Problems with Grading of Dysplasia in Barrett’s Esophagus

Two principle problems interfere with the diagnosis and grading of dysplasia in Barrett’s esophagus: fixation and orientation.

Formalin is not the ideal fixative for nuclear detail, and we rely heavily on nuclear features for the diagnosis and grading of dysplasia. We use Hollande’s fixative, which is a modification of Bouin’s solution, for our biopsy material. We have had excellent results with this fixative, and if you compare the nuclear detail achieved with Hollande’s solution as compared to that achieved with formalin, the differences become obvious.
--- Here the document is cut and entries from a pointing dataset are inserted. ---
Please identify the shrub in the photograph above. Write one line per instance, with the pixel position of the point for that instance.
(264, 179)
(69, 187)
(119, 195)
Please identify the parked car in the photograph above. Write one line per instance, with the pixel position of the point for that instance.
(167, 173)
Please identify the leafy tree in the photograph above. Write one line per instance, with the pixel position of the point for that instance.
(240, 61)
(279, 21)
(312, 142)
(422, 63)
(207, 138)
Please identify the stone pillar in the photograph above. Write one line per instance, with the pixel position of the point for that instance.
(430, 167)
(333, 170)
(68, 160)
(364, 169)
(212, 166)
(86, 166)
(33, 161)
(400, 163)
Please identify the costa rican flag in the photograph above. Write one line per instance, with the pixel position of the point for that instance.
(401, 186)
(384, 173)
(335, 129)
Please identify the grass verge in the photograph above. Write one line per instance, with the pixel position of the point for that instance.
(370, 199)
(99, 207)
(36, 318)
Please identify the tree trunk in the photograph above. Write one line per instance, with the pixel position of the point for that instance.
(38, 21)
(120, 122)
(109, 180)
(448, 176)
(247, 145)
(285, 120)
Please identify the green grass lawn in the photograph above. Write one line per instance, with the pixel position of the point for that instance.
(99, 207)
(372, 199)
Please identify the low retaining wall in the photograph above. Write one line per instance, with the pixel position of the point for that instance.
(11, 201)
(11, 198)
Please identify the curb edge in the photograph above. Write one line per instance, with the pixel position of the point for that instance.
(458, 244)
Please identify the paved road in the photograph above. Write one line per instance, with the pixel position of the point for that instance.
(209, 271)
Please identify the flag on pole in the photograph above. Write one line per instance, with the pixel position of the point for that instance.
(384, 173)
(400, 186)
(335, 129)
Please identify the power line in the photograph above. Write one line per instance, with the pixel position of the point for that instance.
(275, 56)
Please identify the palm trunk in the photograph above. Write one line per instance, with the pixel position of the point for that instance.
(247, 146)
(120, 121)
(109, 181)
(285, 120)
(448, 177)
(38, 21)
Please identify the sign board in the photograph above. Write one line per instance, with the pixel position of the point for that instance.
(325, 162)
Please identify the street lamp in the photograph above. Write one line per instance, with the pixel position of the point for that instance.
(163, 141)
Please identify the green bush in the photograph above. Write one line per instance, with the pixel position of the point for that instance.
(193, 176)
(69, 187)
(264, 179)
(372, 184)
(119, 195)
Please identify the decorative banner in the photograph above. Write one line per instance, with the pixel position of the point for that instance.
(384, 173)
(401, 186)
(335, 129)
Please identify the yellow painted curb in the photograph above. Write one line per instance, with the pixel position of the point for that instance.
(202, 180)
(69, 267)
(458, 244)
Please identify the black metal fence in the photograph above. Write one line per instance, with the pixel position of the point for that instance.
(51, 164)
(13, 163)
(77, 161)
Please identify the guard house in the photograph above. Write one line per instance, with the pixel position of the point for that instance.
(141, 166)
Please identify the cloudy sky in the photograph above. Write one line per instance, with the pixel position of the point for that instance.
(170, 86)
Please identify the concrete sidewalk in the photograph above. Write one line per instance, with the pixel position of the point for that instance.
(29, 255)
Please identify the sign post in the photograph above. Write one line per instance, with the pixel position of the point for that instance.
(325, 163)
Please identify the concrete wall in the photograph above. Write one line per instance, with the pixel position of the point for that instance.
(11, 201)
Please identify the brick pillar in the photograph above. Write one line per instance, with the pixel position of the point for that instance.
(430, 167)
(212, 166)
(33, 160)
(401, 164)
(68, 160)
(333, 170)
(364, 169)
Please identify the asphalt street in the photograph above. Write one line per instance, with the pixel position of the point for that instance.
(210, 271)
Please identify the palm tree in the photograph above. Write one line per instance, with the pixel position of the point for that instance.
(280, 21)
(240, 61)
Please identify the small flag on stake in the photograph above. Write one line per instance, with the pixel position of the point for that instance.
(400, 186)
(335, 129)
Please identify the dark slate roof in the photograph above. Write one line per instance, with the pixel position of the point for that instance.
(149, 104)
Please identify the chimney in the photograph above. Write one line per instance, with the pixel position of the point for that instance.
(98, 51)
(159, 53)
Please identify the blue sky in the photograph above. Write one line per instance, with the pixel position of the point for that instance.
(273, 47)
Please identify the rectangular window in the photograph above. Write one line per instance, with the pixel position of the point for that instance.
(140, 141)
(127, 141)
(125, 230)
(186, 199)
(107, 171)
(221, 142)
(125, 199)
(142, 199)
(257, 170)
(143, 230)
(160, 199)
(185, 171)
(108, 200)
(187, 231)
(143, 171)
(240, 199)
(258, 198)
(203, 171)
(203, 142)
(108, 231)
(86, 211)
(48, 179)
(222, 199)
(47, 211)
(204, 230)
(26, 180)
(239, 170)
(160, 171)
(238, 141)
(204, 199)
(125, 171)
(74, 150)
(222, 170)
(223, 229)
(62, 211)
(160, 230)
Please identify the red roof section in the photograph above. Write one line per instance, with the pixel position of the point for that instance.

Another important element is proper orientation of the specimen. Surface epithelial involvement by atypical epithelium is an important criterion for the diagnosis of dysplasia. Improperly oriented specimens make it difficult to evaluate the surface epithelium and often result in the diagnosis of indefinite for dysplasia. Ideally, the endoscopist or an assistant should orient the biopsy onto a substrate, such as monofilament mesh, by teasing it out of the biopsy forceps and onto the tip of the finger. The biopsy can then be carefully flattened out on the fingertip, mucosal surface down, with the aid of the side of a dissecting needle, and can subsequently be transferred to the selected substrate with the mucosal surface up.

The use of the larger 3.4 mm forceps results in larger biopsies than the standard 2.4 mm biopsy forceps, and they are therefore best for diagnostic purposes. The larger specimens obtained with these forceps are easier to orient and have proportionately less crush artifact. The use of the large forceps is not associated with a higher risk of complications. In clinical research at the University of Washington, over 100,000 biopsies have been taken with the larger forceps without any increase in complications beyond that expected for the smaller forceps.